We study model-based reinforcement learning (RL) for episodic Markov decision processes (MDP) whose transition probability is parametrized by an unknown transition core with features of state and action. Despite much recent progress in analyzing algorithms in the linear MDP setting, the understanding of more general transition models is very restrictive. In this paper, we establish a provably efficient RL algorithm for the MDP whose state transition is given by a multinomial logistic model.

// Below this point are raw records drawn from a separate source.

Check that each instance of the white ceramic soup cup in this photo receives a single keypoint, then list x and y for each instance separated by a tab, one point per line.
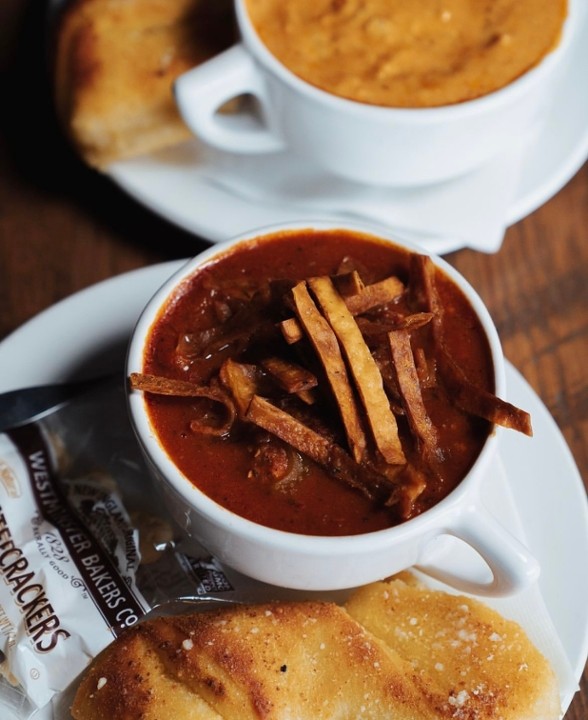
330	563
365	143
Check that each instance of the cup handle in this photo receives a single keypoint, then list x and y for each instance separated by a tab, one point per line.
512	566
200	92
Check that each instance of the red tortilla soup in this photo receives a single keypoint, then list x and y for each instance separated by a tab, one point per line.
322	382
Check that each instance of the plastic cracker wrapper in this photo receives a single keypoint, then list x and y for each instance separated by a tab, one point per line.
86	549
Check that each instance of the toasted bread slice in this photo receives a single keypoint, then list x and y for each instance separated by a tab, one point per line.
115	64
398	652
474	663
287	660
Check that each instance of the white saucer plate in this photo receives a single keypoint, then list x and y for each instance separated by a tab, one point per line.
88	332
176	184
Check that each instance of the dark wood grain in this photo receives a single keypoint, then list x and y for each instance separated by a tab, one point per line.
64	227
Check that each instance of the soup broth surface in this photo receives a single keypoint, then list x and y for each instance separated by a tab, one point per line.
231	293
409	54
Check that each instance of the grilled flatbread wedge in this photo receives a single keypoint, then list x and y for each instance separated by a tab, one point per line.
115	64
396	651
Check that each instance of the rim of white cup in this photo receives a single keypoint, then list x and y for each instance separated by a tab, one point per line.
242	527
497	98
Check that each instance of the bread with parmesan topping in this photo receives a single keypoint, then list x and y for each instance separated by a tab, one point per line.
115	64
397	651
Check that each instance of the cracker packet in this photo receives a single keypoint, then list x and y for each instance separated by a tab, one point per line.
86	548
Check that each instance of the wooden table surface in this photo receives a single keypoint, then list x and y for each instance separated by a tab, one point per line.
64	227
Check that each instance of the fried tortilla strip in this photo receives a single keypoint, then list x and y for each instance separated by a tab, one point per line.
240	380
326	346
463	393
363	367
291	330
326	453
293	378
366	297
378	293
477	401
410	391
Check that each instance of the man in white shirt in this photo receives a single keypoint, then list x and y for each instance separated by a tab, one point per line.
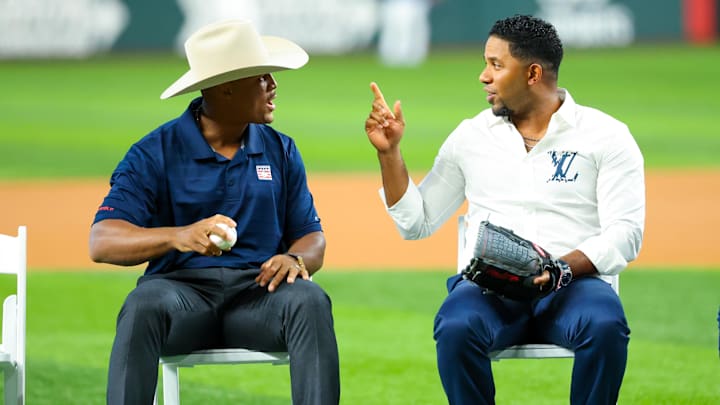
568	177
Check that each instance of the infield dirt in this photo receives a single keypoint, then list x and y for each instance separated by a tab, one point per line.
682	218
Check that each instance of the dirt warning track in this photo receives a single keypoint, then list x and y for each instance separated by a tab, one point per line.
682	221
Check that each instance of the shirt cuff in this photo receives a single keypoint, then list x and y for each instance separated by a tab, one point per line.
607	260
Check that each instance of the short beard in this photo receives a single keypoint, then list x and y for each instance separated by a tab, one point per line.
503	111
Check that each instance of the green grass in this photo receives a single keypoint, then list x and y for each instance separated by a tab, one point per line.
77	118
384	328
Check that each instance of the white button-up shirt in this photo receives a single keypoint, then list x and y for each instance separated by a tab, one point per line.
581	187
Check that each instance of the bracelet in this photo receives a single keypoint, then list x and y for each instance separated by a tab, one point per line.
299	260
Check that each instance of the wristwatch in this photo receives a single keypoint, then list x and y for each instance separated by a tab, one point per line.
565	273
298	258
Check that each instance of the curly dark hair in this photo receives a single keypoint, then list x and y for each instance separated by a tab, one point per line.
531	39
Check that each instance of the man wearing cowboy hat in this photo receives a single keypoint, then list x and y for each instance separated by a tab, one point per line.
219	163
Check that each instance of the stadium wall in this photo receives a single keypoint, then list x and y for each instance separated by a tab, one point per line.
78	28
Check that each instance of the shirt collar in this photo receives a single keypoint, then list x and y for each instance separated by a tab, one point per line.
567	111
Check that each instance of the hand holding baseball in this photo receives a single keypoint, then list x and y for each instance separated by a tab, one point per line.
230	234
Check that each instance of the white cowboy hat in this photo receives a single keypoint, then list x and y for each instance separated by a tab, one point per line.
231	50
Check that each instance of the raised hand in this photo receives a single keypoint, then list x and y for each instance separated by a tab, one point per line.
384	127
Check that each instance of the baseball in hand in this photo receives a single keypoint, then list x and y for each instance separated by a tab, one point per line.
224	244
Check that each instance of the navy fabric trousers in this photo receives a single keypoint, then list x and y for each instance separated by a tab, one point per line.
194	309
585	316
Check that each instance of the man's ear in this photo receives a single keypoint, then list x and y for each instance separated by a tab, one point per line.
534	73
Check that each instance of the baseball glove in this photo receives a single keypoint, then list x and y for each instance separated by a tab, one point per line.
507	264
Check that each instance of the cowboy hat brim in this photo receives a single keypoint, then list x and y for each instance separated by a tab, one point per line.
282	55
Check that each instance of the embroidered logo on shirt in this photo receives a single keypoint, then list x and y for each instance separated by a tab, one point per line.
562	162
263	172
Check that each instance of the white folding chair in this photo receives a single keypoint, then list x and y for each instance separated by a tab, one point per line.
526	351
171	366
13	260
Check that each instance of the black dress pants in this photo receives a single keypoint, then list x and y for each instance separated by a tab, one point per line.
196	309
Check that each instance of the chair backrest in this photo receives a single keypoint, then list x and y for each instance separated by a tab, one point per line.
462	261
13	260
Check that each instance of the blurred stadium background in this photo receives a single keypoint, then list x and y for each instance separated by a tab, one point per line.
82	79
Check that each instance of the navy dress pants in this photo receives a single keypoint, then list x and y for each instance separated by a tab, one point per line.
586	317
195	309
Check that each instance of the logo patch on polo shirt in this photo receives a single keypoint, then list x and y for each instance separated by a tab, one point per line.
561	162
263	172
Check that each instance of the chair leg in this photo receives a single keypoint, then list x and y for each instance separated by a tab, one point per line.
171	384
11	387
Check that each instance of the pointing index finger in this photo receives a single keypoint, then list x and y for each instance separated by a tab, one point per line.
378	96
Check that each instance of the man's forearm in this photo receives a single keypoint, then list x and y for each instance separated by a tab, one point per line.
124	244
394	175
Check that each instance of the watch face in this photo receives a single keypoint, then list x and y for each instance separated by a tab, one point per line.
565	273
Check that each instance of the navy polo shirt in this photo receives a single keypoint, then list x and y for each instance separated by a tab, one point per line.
172	177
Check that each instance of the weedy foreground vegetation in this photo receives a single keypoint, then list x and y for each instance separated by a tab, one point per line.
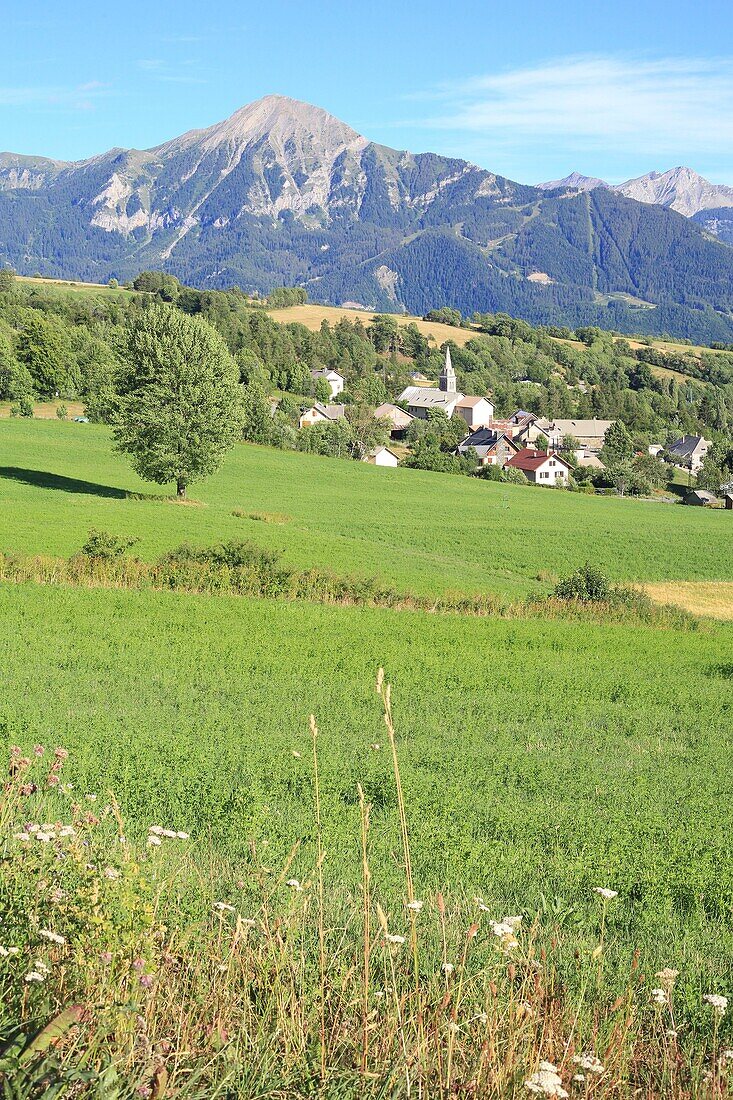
159	980
517	884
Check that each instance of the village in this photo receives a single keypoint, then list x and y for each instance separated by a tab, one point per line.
546	451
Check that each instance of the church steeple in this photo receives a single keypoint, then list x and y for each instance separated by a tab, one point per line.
447	382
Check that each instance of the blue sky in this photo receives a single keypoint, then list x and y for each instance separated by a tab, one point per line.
528	89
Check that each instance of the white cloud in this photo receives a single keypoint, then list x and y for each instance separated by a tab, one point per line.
669	107
80	97
178	73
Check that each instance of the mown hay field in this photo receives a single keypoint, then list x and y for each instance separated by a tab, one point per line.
420	531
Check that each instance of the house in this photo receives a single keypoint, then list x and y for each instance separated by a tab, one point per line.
398	420
318	414
584	458
332	377
420	399
492	448
543	468
701	497
689	451
517	426
477	411
382	457
589	433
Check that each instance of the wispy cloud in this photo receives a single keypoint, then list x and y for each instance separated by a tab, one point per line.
81	97
171	73
670	107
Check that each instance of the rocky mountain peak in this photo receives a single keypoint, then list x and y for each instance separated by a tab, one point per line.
281	120
678	188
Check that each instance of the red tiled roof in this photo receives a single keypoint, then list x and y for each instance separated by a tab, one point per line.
526	459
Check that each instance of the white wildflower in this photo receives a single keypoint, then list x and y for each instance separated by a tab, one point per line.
717	1002
505	934
546	1081
589	1063
667	976
53	937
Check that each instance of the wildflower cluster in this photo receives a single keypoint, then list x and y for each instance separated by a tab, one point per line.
156	834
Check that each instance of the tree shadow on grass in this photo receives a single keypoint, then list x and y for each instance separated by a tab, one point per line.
42	479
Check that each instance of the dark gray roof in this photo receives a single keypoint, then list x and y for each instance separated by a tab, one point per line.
686	446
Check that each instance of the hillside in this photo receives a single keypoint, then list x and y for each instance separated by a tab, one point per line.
283	193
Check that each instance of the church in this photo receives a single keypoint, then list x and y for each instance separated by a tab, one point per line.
477	411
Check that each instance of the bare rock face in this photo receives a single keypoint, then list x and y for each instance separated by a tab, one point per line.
575	182
283	193
680	189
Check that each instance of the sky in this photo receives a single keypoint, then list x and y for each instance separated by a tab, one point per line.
532	90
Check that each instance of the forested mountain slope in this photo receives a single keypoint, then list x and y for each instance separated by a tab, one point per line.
283	193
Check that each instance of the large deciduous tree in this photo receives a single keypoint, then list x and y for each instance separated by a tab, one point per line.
179	400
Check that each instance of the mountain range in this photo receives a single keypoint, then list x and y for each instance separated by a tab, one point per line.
681	189
283	193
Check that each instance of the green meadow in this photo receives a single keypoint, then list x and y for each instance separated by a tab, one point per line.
419	531
539	758
542	757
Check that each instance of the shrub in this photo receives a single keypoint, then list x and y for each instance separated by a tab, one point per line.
22	407
584	584
106	547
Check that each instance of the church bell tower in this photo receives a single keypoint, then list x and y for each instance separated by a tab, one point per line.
447	383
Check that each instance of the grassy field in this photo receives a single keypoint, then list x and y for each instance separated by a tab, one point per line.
313	315
713	601
422	531
539	759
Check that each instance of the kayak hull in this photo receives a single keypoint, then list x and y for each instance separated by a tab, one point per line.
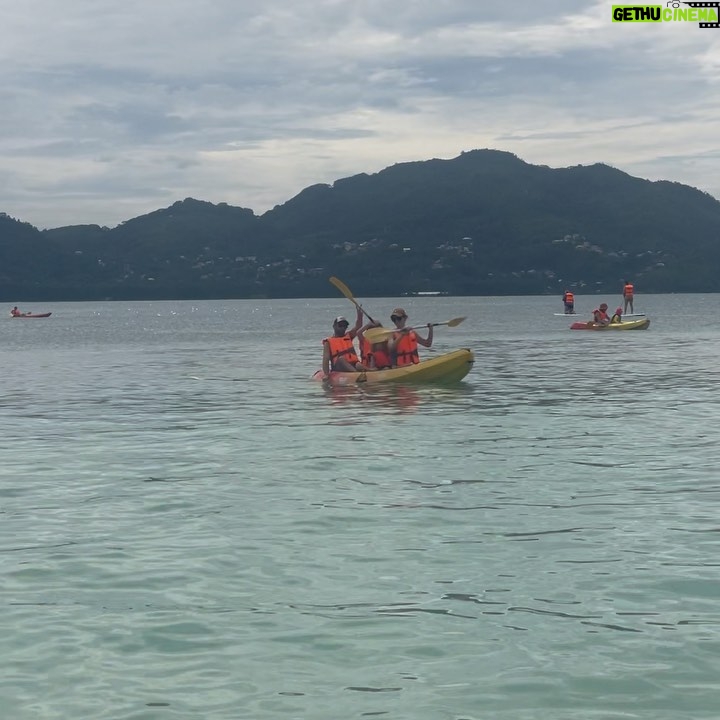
641	324
443	369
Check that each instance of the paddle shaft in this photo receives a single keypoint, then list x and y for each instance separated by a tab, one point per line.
374	335
345	290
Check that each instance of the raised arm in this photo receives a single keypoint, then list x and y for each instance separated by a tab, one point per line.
425	342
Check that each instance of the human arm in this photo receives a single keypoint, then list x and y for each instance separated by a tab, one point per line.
425	342
358	322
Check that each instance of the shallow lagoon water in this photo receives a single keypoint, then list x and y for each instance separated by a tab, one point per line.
191	528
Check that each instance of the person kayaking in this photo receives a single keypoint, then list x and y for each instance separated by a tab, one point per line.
403	343
628	297
338	349
600	315
569	302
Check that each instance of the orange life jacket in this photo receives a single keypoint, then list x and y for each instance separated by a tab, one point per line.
406	350
341	347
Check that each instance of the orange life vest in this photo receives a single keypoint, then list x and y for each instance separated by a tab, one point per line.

To balance the exploration-exploitation trade-off, we propose an upper confidence bound-based algorithm. We show that our proposed algorithm achieves $\tilde{\mathcal{O}}(d \sqrt{H^3 T})$ regret bound where $d$ is the dimension of the transition core, $H$ is the horizon, and $T$ is the total number of steps. To the best of our knowledge, this is the first model-based RL algorithm with multinomial logistic function approximation with provable guarantees. We also comprehensively evaluate our proposed algorithm numerically and show that it consistently outperforms the existing methods, hence achieving both provable efficiency and practical superior performance.

翻译：我们研究以模型为基础的强化学习(RL),该模型的过渡概率被具有状态和行动特点的未知过渡核心所抵消。尽管最近在分析线性MDP设置的算法方面取得了很大进展,但对更一般的过渡模式的理解非常限制性。在本文中,我们为MDP为状态过渡由多名后勤模式给予的多名后勤模式建立了一种可实现效率的RL算法。为了平衡勘探-开发交易,我们提议了一个高度信任约束算法。我们显示,我们提议的算法实现了美元(tilde_mathcal{O}(d\sqrt{H}3T})的过渡核心维度,美元(d d d qrt{H}3T})的后背值,而美元是过渡核心维度的维度,而$(t)是步骤的总数。据我们所知,这是第一个基于模型的RL算法,与多名后勤功能相近,我们还全面评价了我们提议的算法,并显示它始终超越了现有方法,从而实现了可实现实际效率和高超度。